Service minimum : Un projet scélérat contre les travailleurs28/07/20042004Journal/medias/journalnumero/images/2004/07/une1878.jpg.445x577_q85_box-0%2C104%2C1383%2C1896_crop_detail.jpg

Leur société

Service minimum : Un projet scélérat contre les travailleurs

La commission Mendelkern, nommée par Raffarin et Chirac, avait pour mission de réfléchir aux possibilités de mise en place d'un service minimum dans les transports collectifs terrestres- c'est-à-dire non seulement à la SNCF et la RATP, mais dans toutes les entreprises de transport, publiques ou privées. Le terme de "service minimum" a eu beau être hypocritement remplacé par celui de "service garanti", c'est bien d'une limitation, voire d'une interdiction pure et simple du droit de grève, que l'on parle. La commission a rendu ses conclusions mercredi 21 juillet. Des conclusions qui, si elles étaient suivies par le gouvernement, constitueraient une nouvelle -et profonde- régression sociale.

Il s'agit en fait de répondre aux demandes d'un certain nombre de patrons gênés par les grèves dans les transports et, au passage, de flatter l'électorat le plus réactionnaire.

La commission, qui se dit soucieuse des droits des travailleurs (!), dit préférer à toute solution radicale la "négociation": plutôt que de laisser les grèves paralyser le trafic, il n'y a qu'à faire en sorte qu'il n'y ait plus de raisons de faire grève... Pour cela, elle préconise de rendre obligatoire une période de négociation de sept jours avant la moindre heure de grève! Si ce délai n'était pas respecté, la grève pourrait être déclarée illégale- avec toutes les sanctions que cela peut signifier pour les travailleurs concernés.

Mais une négociation, cela se fait à deux: et si c'est le patron qui refuse de négocier, que se passera-t-il? La commission, qui regarde vraiment le patronat avec les yeux de Chimène, estime le cas peu probable. Mais si cela devait arriver quand même, quelles sanctions pour les entreprises? Un membre de la commission a expliqué que "dans ce cas, nous avons estimé que des sanctions d'ordre financier seraient malvenues." Ce sera donc... un blâme! Le patronat doit trembler devant cette menace.

Autre bâton mis dans les roues des travailleurs souhaitant se mettre en grève: la commission souhaite mettre en oeuvre tous les moyens permettant, en cas de grève, de "mieux informer le public et les usagers". Autrement dit: de savoir précisément quel trafic il sera possible d'assurer. Pour cela, les grévistes devraient se déclarer individuellement 48 heures à l'avance à leur hiérarchie!
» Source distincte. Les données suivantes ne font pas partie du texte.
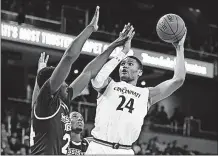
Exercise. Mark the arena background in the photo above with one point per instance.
(29, 27)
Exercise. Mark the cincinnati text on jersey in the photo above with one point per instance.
(124, 90)
(74, 151)
(66, 120)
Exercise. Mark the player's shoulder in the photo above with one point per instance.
(88, 139)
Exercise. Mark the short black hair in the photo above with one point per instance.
(138, 61)
(44, 74)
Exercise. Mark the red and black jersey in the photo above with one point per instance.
(50, 123)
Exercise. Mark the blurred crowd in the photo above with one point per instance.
(156, 147)
(146, 30)
(15, 134)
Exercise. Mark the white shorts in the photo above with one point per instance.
(96, 148)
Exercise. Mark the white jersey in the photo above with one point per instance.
(120, 113)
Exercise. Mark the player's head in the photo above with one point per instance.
(77, 122)
(44, 74)
(130, 69)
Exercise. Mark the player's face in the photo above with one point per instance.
(129, 69)
(77, 121)
(63, 91)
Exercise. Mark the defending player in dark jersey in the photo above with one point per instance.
(77, 145)
(50, 121)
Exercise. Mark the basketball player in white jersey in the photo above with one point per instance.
(121, 106)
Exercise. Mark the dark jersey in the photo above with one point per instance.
(50, 124)
(78, 148)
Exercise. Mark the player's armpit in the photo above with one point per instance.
(98, 87)
(164, 89)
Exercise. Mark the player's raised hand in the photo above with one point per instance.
(42, 63)
(94, 22)
(127, 45)
(180, 44)
(123, 37)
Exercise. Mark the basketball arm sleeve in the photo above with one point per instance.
(35, 92)
(100, 81)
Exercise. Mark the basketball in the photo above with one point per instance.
(170, 28)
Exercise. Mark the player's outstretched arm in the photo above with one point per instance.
(102, 78)
(92, 69)
(42, 63)
(166, 88)
(72, 53)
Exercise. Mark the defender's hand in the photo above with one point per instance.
(42, 63)
(180, 44)
(127, 45)
(123, 37)
(94, 22)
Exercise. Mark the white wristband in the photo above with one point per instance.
(120, 56)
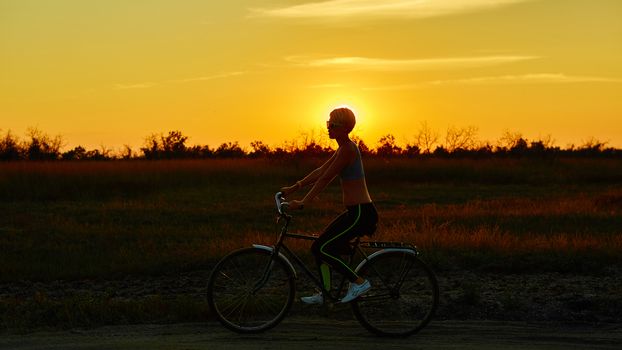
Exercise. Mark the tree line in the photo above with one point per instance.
(457, 143)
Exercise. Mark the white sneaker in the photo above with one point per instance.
(315, 299)
(356, 290)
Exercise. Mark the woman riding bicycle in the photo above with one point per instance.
(359, 219)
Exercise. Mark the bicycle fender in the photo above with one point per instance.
(271, 249)
(384, 251)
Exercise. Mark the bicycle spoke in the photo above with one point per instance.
(403, 297)
(250, 290)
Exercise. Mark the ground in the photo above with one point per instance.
(323, 333)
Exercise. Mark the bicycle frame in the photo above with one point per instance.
(280, 247)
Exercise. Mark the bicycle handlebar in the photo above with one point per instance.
(281, 204)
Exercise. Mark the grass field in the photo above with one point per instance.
(74, 220)
(94, 243)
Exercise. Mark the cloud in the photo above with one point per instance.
(537, 78)
(134, 86)
(381, 8)
(177, 81)
(325, 86)
(379, 64)
(210, 77)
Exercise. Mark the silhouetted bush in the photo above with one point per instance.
(40, 146)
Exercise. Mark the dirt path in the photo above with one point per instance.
(318, 333)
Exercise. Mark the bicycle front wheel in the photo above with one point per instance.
(403, 298)
(250, 290)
Pour répondre à une question sur les risques de pression que risquaient de subir les salariés concernés, Jean-Paul Bailly, ex-patron de la RATP et actuel dirigeant de La Poste, membre de la commission, a eu le culot de répondre qu'il ne voyait pas où était le problème, puisque "une grève est de toute façon un acte public, et qu'il faut bien connaître les noms des grévistes pour pouvoir retenir leur salaire"! Comme si se mettre en grève, collectivement, au milieu de ses camarades, était équivalent à aller se déclarer futur gréviste, tout seul, dans le bureau de son chef!

Si toutes ces mesures échouent pour empêcher les grèves, alors la commission admet qu'il faudra "se résoudre" à limiter le droit de grève. Mais elle préconise de le faire non pas nationalement, mais de façon décentralisée. On demanderait alors aux régions, départements et communes de définir quels sont les axes de transport "essentiels aux besoins du pays", et on les autoriserait à supprimer purement et simplement le droit de grève sur ces lignes. Dans le cas où une commune, par exemple, sous-traiterait les transports à une entreprise privée, elle pourrait inclure cette interdiction dans le contrat dit de "délégation de service public".

On pourrait se dire qu'au moins, cela laisserait la liberté à certains élus hostiles à ces régressions de refuser ces pratiques. Même pas: la commission recommande la création d'une commission administrative qui veillerait à interdire aux élus de faire du zèle... "dans un sens ou dans l'autre". Ainsi un élu qui refuserait d'interdire le droit de grève pourrait se voir sanctionné.

Avec la publication de ce rapport, le gouvernement entame les grandes manoeuvres contre les travailleurs des transports. Naturellement, un rapport n'est pas une loi, et il ne s'agit ici que de recommandations. N'empêche: c'est une façon de commencer à préparer les esprits à une limitation du droit de grève.

Le ministre des Transports a salué les conclusions de la commission en les qualifiant de "modérées et faisables". Si, à la rentrée, le gouvernement se lance dans la mise en oeuvre de ces mesures, il reviendra aux travailleurs concernés de faire échec à ces projets scélérats pour interdire les grèves.